How are you calling the imaging web service? If it's client side it may be more an issue with the client system resources than the server. I'm assuming that your CPU profile is on the system calling the web service, as opposed to the server.
The issue with images and the web services is the sheer amount of data. With the lists web service, attachments have to be broken down and encoded into a binary string to be sent to the server. This process is very intense if you're running it client side. Your holdup is probably not the server dealing with the data, but rather the client system struggling to encode it all; especially if you're seeing CPU or memory spikes.
I had a previous requirement to bulk load ~5,000 documents into a document library. The average size was about 5mb, but some were as large as 30mb. We ran into issues with anything over 10mb or so hogging the resources on the client system. It took us about 2 hours to run the migration.
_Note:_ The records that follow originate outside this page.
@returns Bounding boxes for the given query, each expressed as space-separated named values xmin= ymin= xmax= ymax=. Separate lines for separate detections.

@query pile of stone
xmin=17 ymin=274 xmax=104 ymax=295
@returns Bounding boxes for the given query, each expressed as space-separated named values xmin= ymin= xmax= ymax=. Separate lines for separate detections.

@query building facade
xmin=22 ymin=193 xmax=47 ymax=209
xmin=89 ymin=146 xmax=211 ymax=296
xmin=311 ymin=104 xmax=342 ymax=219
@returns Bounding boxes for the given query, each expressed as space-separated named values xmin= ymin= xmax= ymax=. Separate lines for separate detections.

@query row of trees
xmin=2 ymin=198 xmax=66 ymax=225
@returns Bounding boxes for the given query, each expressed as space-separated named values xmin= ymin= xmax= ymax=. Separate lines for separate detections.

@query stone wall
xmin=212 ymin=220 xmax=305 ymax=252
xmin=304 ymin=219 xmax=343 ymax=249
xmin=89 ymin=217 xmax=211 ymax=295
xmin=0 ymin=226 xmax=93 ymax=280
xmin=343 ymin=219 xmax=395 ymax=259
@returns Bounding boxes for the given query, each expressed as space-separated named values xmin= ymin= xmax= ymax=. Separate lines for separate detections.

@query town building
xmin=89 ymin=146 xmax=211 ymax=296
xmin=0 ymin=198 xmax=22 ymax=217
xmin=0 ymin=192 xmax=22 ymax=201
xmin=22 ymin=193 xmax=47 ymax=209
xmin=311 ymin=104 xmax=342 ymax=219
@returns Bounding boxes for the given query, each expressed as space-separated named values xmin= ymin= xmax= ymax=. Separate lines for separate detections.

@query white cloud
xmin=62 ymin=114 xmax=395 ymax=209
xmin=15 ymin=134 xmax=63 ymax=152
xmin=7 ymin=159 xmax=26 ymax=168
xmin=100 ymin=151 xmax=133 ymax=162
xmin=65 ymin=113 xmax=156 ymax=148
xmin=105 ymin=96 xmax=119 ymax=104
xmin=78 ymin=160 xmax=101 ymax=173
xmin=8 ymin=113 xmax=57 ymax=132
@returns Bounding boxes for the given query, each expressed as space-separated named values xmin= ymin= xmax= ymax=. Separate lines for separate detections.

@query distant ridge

Even a 640x480 image still contains a lot of data, and once you encode that out to binary it's a lot to process. For a web service, client side, I'd say your time's aren't that bad. If you can find a machine with more resources to run your migration tool on it'll probably help your cause a bit.
How is your application written? We found some performance gains by encoding multiple files at once and pushing them to the server in a chunk (say maybe 10 at a time), as opposed to doing it one for one. As James pointed out though, if you're end game is to attach them to a list item, I'd just use the Lists.AddAttachment operation.